1. Bölüm: Yeni Okul

27.3K 1.3K 451
                                    

"Hadi kalk artık Dilara! İlk günden okula mı geç kalacaksın?"

"Offf" dedim. Her zamanki gibi annemin alarm yerine geçen sesiyle güne başlamıştım. Gözlerimi araladım ve kendimi zorlayarak yataktan kalktım. Kalktığım an annem hışımla kapıyı açmıştı. Kalktığımı görünce zaferle gülümsedi.

"Hele şükür!" Ardından uykulu halimi görüp kaşlarını çattı. "Normal insanlar yeni bir şey olunca heyecanlanır. Bugün elementini öğreneceksin ve sen gitmemek için direniyorsun."

Evet doğru duydunuz. Element....Benim yaşadığım dünya da...aslında bakarsanız dünyada bile yaşamıyorum ben. Adı Maria olan bir gezegende yaşıyorum.

Maria adlı bir dünyalı herkesten farklıydı.Element güçleri vardı. Dünya'ya uyum sağlayamıyordu. Şans yüzüne gülmüş ve bu gezegeni bulmuştu. Hemen kardeşi Elizabeth'i alarak bu gezegene gelmişti. İcat etmiş oldukları bir makine sayesinde kendi türünü çoğaltmıştı. Elizabeth'in de güçleri olduğu anlaşılınca aynı işlemi ona da yapmışlardı.

O günden bugüne 17 yaşında olan herkes sahip olduğu elementi öğrenmeye başladı.

Ve ben hiç heyecanlı değildim. Çünkü korkuyordum.

"Ya iyi bir elementin olmazsa?" Dedim anneme bakarak. Annem seni anlıyorum dercesine elini omzuma koydu ve gülümsedi.

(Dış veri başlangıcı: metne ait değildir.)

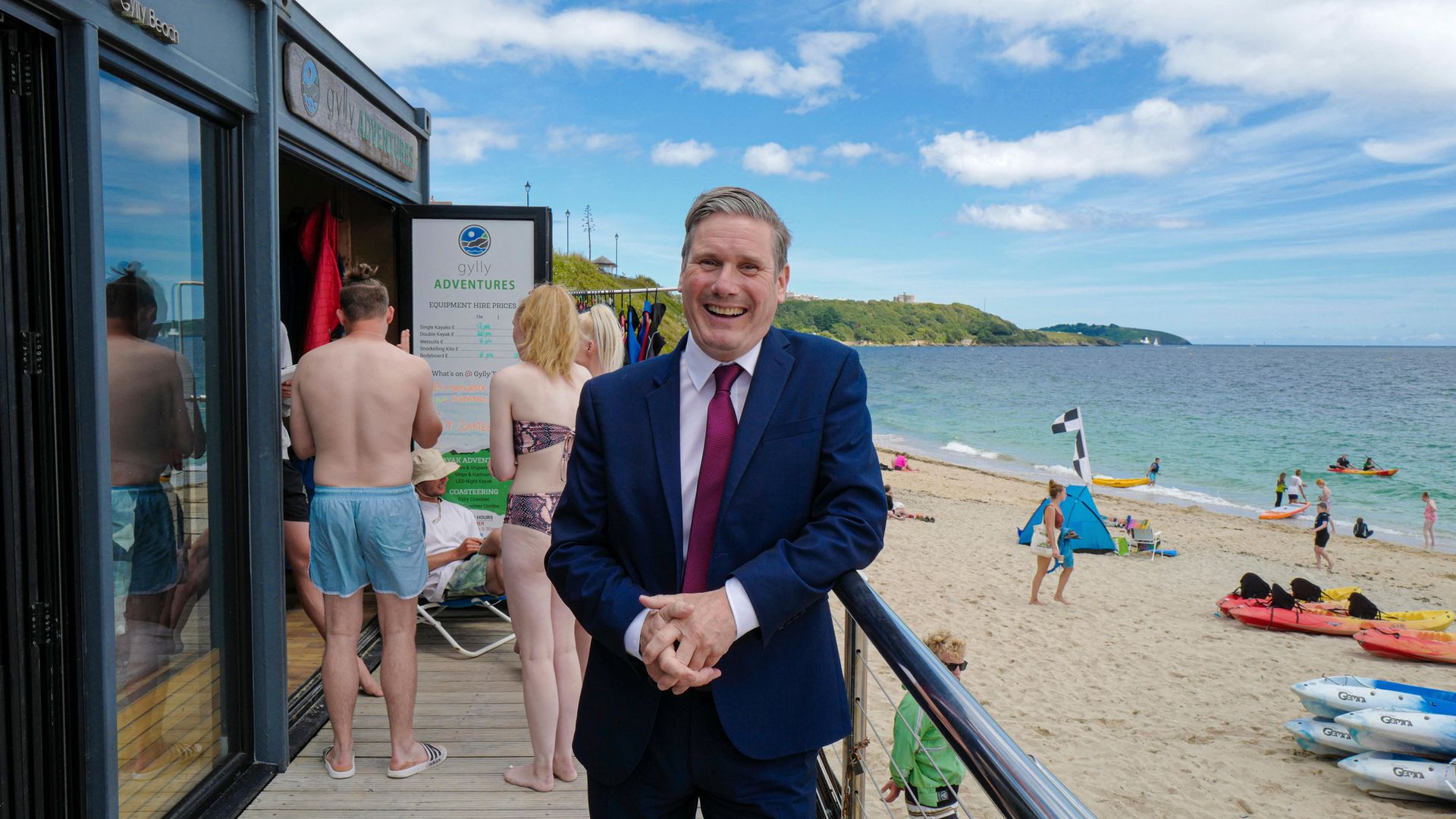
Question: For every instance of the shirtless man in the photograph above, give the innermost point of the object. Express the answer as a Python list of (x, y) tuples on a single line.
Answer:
[(357, 404)]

"Her element güzeldir tatlım."

"Ama olmasını istemediğim iki element var." Diye direttim.

"Bende ilk başta senin gibiydim Dilara. Toprak elementi olmaktan çok korkardım ama şimdi bir bana baksana. Toprak elementiyim ve bundan oldukça memnunum."

"Ama...." dedim ve sustum. Geri kalan korkumu kendime saklamaya karar verdim.

"Bence kızım." Dedi annem yumuşak bir sesle. "Her ne olursa olsun güçlü bir kız olacaksın."

"Umarım."

"Neyse" dedi annem hızla konuyu değiştirmek için. "Hadi geç kalacaksın."

"Offf" dedim tekrar. Ardından yavaş adımlarla banyoya ilerlerken annem "Bana oflama" dedi.

Gülümsemeden edemedim. Annemin bu halini çok özleyecektim. Çok paramız olduğundan dolayı en iyi element okuluna gidecektim ama maalesef okul yatılı bir okuldu.
************
Kısa sürede hazırlanmıştım işte. Çantamı takarken kapıdaki anneme gülümsedim ve babamla göz göze geldim.

"Görüşürüz" dedi babam gülümseyip. Sanki zoraki bir şekilde gülümsemişti.

"Görüşürüz." Dedim bende. Ama gülümsemedim. Nedense zoraki gülümsemesi beni üzmüştü.

Şoförün açtığı kapıdan arabaya bindim ve şoförün kapıyı kapatmasına kalmadan kapıyı ben kapattım. Şoför yaptığıma şaşırsa da hiçbir şey demedi ve kendi koltuğuna yerleşti.

Okulun önüne vardığımızda hızla arabadan indim. Korkum bu harika görünen okulun önünde bile geçmemişti. Derin bir nefes alıp okulun bahçesine girdim ve okulda tek tük kişinin olduğunu gördüm.

Erken gelmiş olmalıydım. Tekrar derin bir nefes aldım ve bir banka oturdum. Bahçede hiç kimse olmadığı için kafamı dinleyebiliyordum.

Okuldaki tek tük kişi okulun içine girmişti. Belki de okulda daha fazla kişi vardı.

Omuz silkip telefonumu elime aldım ve tam en sevdiğim oyunu açacakken birinin sesini duydum.

"Hey" Kafamı hızla kaldırdım. İki erkek karşımda durmuş gülümsüyordu.